Idling on a unicycle

August 2, 2020

It took me as many as 17 sessions of about an hour each, before I could learn to ride backwards, details of which are here. Riding backwards and idling are two different skills, and while neither of the two requires the learning of the other, I found that learning to ride backwards can make it easier to learn to idle.

Learning to idle was harder to grasp than riding backwards, as the latter is intrinsically the same as riding forwards, but with everything reversed. The hard part was leaning backwards, and overcome the tendency to lean forwards, as leaning backwards was quite scary, at least initially. Idling on the other hand is a completely different beast, requiring rapid reversal of directions. I started by trying to alternate riding forwards and backwards, but true idling is when you never really roll forward more than a crank revolution. The fact that I could ride out of an idle in either direction, forward or backward, made things a lot easier.

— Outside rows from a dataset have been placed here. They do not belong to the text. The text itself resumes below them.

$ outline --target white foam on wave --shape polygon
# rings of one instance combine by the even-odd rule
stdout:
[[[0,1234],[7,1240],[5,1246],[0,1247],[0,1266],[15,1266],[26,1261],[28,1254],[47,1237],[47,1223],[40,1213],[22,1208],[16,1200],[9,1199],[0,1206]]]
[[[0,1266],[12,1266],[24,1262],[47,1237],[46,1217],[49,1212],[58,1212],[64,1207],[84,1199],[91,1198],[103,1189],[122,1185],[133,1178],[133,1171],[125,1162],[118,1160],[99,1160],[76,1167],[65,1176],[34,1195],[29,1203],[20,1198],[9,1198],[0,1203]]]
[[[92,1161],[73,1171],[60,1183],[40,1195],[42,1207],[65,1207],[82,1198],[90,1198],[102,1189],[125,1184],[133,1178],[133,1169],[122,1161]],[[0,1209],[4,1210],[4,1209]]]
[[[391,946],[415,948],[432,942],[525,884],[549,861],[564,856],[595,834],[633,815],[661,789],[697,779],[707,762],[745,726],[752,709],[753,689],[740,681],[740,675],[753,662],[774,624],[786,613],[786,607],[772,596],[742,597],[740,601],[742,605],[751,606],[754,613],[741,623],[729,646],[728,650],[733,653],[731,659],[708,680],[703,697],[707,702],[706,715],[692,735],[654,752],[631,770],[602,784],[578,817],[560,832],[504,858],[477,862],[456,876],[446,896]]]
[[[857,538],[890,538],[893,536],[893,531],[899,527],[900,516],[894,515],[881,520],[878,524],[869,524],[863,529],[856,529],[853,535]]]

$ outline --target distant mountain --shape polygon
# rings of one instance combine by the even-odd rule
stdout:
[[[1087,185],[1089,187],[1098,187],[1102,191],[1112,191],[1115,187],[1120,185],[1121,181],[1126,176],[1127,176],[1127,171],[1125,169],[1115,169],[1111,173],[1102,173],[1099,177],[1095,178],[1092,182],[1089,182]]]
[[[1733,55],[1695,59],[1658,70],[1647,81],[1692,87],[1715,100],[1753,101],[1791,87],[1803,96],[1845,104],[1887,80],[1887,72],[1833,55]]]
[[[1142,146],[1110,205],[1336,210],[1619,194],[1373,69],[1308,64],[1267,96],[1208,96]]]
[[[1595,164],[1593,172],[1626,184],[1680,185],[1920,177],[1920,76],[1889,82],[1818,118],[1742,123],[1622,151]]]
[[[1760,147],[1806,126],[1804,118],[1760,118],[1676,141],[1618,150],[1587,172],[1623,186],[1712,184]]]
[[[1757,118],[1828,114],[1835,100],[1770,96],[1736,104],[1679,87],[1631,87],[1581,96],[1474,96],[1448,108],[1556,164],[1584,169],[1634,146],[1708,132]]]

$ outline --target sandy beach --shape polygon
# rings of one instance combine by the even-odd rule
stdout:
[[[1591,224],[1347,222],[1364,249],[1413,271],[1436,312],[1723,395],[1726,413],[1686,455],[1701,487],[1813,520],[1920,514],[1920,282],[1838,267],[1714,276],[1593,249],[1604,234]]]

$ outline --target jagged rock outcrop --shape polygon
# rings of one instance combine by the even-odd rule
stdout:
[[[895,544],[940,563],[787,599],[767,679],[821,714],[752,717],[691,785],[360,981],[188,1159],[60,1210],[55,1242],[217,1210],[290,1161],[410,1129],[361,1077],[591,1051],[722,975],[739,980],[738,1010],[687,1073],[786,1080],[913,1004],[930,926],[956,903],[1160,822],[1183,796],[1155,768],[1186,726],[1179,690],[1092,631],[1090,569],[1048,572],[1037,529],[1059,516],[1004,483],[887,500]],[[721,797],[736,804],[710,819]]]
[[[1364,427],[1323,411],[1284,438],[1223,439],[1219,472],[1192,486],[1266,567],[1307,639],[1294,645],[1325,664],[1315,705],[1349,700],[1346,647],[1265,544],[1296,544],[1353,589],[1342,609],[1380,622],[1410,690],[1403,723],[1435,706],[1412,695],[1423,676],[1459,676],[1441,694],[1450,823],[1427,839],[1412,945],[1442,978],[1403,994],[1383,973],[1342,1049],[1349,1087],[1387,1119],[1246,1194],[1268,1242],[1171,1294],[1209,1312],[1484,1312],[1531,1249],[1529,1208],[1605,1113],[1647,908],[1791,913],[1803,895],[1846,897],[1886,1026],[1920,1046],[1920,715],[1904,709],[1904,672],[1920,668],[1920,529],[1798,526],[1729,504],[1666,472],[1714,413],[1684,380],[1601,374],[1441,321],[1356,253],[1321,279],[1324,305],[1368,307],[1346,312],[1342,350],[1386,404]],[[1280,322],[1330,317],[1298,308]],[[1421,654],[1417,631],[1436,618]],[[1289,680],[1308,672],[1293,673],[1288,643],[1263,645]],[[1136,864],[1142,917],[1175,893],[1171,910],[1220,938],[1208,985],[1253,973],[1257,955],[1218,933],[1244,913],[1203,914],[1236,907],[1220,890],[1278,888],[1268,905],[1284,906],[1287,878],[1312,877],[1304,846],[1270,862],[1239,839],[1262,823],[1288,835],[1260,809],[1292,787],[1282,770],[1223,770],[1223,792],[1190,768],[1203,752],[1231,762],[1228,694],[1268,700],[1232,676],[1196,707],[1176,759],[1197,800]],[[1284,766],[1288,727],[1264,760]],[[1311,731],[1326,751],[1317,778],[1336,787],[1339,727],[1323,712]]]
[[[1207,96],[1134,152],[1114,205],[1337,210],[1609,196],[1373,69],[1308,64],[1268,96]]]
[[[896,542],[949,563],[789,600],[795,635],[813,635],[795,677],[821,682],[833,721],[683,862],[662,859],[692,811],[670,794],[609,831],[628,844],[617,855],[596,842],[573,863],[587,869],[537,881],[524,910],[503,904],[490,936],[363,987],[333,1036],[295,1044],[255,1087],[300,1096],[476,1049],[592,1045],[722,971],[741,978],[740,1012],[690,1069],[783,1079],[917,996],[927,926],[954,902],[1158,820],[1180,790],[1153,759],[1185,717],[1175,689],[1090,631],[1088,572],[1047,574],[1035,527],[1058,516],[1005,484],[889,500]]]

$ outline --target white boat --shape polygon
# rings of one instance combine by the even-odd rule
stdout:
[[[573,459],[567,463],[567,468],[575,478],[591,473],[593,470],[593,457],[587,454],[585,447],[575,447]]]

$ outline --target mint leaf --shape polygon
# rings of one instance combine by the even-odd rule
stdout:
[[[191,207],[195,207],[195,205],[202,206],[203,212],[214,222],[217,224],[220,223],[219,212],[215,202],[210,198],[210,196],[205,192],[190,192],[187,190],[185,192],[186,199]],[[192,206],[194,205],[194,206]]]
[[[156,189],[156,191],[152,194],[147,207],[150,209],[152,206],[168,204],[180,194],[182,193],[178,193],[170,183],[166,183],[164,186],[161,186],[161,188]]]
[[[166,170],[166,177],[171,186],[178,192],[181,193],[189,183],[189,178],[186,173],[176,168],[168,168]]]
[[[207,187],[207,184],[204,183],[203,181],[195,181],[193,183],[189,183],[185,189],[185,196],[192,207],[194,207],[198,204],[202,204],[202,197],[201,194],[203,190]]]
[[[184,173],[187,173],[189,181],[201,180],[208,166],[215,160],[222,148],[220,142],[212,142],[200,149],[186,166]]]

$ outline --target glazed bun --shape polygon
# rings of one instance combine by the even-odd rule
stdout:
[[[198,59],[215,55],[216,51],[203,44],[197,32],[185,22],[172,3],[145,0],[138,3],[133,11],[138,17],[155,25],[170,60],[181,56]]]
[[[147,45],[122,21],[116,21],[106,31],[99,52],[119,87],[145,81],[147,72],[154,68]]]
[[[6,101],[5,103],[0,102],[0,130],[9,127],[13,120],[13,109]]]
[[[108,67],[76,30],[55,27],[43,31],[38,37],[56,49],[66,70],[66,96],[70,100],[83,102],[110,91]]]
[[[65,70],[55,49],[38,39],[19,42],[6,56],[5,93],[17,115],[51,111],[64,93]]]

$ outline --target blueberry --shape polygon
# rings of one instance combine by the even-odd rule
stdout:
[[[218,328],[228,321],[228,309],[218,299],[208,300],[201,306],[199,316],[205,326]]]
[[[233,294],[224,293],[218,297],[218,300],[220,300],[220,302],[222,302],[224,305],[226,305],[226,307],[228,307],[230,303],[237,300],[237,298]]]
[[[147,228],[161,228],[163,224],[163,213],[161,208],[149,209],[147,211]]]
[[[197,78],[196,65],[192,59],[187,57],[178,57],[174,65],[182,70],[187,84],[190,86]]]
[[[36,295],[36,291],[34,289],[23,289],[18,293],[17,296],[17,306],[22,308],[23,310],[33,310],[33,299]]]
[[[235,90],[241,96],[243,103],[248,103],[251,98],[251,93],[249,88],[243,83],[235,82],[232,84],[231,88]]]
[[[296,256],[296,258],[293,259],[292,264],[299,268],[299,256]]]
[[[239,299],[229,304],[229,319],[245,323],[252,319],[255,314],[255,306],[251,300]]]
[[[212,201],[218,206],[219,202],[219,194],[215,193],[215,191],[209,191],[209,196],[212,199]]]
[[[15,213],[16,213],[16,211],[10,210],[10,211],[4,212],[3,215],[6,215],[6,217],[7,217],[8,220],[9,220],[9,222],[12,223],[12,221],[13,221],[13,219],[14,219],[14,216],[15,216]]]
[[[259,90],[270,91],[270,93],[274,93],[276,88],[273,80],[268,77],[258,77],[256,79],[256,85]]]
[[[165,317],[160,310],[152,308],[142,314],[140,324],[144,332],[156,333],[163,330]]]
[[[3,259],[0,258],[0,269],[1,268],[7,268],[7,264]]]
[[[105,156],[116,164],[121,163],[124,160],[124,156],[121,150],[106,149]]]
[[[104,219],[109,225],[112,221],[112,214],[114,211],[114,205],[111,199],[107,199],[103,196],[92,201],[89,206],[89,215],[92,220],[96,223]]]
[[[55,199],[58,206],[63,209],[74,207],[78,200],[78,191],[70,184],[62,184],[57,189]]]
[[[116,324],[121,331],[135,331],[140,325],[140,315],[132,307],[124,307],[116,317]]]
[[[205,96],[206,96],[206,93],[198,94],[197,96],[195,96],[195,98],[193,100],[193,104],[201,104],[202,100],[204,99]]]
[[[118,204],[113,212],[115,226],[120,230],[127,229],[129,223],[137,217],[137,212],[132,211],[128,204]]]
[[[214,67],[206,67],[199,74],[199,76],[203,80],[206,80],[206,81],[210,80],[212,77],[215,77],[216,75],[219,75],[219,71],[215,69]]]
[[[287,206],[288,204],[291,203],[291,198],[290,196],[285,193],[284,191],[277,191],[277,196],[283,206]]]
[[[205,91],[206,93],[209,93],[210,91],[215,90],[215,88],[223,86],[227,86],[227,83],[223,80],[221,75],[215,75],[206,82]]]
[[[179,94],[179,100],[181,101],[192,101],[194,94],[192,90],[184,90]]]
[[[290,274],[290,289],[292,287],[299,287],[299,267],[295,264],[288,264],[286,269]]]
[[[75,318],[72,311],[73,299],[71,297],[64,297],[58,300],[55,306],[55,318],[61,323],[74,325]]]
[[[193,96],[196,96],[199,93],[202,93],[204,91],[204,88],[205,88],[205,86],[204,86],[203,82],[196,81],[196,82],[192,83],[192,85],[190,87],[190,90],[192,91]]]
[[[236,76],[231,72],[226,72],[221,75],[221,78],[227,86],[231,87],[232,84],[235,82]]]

I didn’t remember to note how many sessions I needed to learn to idle, but I think it was only two sessions, after I’d learned to ride backwards. As my comfort with riding backwards increased, I started by trying to repeatedly change directions, and then tried to reduce the distance I rolled, before trying to change direction, and finally tried to learn to idle while being rooted to a single point. Here’s one of my attempts, trying to toggle directions repeatedly:

I was able to follow up with this, the very next day:

I now want to be able to get more comfortable with idling and then be able to do one-footed idling, which in turn would allow me to learn tricks such as wheel-walking.